La caducità fisica del Papa la dimostra la storia del rito della stoppa che finì per diventare simbolo esclusivo della transitorietà del potere del Papa regnante. Pier Damiani fu il primo a parlarne in occidente. Egli informò nel 1064 il Papa regnante, Alessandro II, che a Bisanzio un accolito presentava al neo eletto imperatore della stoppa di lino, che, accesa, veniva in un colpo d'occhio consumata dalla fiamma. La sua rapida consunzione doveva indurre i l'imperatore a vedere ciò che ha.

A Roma, il rito della stoppa viene descritto per la prima volta nell'ordo XI. Fascette di stoppa vengono accese a natale e a Pasqua nella basilica di santa Maria Maggiore. Mentre il Papa entra nel presbiterio, il sacrista gli porge una canna con in cima una candela accesa. Il Papa se ne serve per riaccendere la stoppa pendente dai capitelli delle colonne all'entrata della basilica. La cerimonia viene ripetuta in santa Maria maggiore, il giorno di Pasqua, sul soglio del presbiterio. Le differenze con il rito bizantino sono fondamentali: il Papa ha un ruolo attivo. È lui che accende, da fuoco alla stoppa grazie alla candela che gli viene offerta. Ma per questa ragione che il significato simbolico è genericamente escatologico: la stoppa accesa significa la fine del mondo, destinato ad essere distrutto dal fuoco. Intorno alla metà del 200 Stefano di Burbon, descrive un rito della stoppa il cui il Papa svolge un ruolo passivo. Per di più il rito si svolge quando il Papa viene consacrato. é la prima volta che il rito pontificio della stoppa viene descritto come a Bisanzio. È una testimonianza importante, che dimostra ancora una volta come in quei decenni centrali del 200 gli ambienti papali riservassero un interesse crescente per il valore simbolico della tiara, la corona del Papa. Le più antiche illustrazioni del rito sono quattrocentesche. La scena fu dipinta dal Pinturicchio nella libreria Piccolomini del duomo di Siena.

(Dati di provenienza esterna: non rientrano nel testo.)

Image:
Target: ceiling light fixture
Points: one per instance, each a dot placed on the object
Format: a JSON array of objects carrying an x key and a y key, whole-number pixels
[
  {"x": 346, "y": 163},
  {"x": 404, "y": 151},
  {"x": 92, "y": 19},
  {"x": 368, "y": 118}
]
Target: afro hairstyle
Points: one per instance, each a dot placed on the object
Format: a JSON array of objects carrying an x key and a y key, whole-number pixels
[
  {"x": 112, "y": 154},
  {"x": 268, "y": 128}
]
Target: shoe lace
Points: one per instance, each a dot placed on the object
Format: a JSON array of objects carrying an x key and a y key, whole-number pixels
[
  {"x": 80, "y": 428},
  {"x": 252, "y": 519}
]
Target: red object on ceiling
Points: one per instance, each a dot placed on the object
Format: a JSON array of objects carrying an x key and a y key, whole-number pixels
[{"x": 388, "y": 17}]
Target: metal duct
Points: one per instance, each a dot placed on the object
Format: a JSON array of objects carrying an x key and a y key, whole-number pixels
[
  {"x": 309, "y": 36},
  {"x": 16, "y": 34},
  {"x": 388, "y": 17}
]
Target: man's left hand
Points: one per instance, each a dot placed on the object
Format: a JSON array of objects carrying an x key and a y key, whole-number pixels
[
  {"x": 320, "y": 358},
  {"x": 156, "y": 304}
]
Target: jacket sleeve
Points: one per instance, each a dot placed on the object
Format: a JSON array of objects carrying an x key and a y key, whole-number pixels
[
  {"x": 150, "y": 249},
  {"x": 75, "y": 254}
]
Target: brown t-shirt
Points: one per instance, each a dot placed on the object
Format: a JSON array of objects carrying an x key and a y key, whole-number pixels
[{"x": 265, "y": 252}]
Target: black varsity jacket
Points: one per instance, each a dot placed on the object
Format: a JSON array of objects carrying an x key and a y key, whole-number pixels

Il rifiuto della caducità: il gisant di Bonifacio VIII

E' la prima volta che le parole "sic transit gloria mundi" celebre monito di transitorietà, che appartiene ancora oggi al linguaggio comune, sono poste in relazione al Papa. Indubbiamente il discorso sulla caduta città fisica del Papa è un tema forte nel 200. Il gisant Di Clemente IV appare pietrificato dalla vecchiaia e dalla morte. Anche la statua funebre del defunto cardinale Guglielmo di Braye presenta un corpo irrigidito con un volto sfatto. Ma nella statua funebre di Bonifacio VIII, il viso respira serenità. Ma Bonifacio VIII si fece fare un monumento in un'immagine sulla pietra e come se fosse viva. Il viso del gisant di Bonifacio VIII è quindi immagine che fonde l'eterno nel presente ma senza annullarlo; è un ritratto vistosamente dal vero, di un personaggio ancora vivente. È questa la novità che suscita scandalo e perplessità nei contemporanei. il ritratto dal vivo di Bonifacio VIII prefigura l'immortalità. Il gisant posto in una cappella che il Papa volle come rappresentazione visibile concreta del suo pontificato, è immagine in corpo in funzione del papato.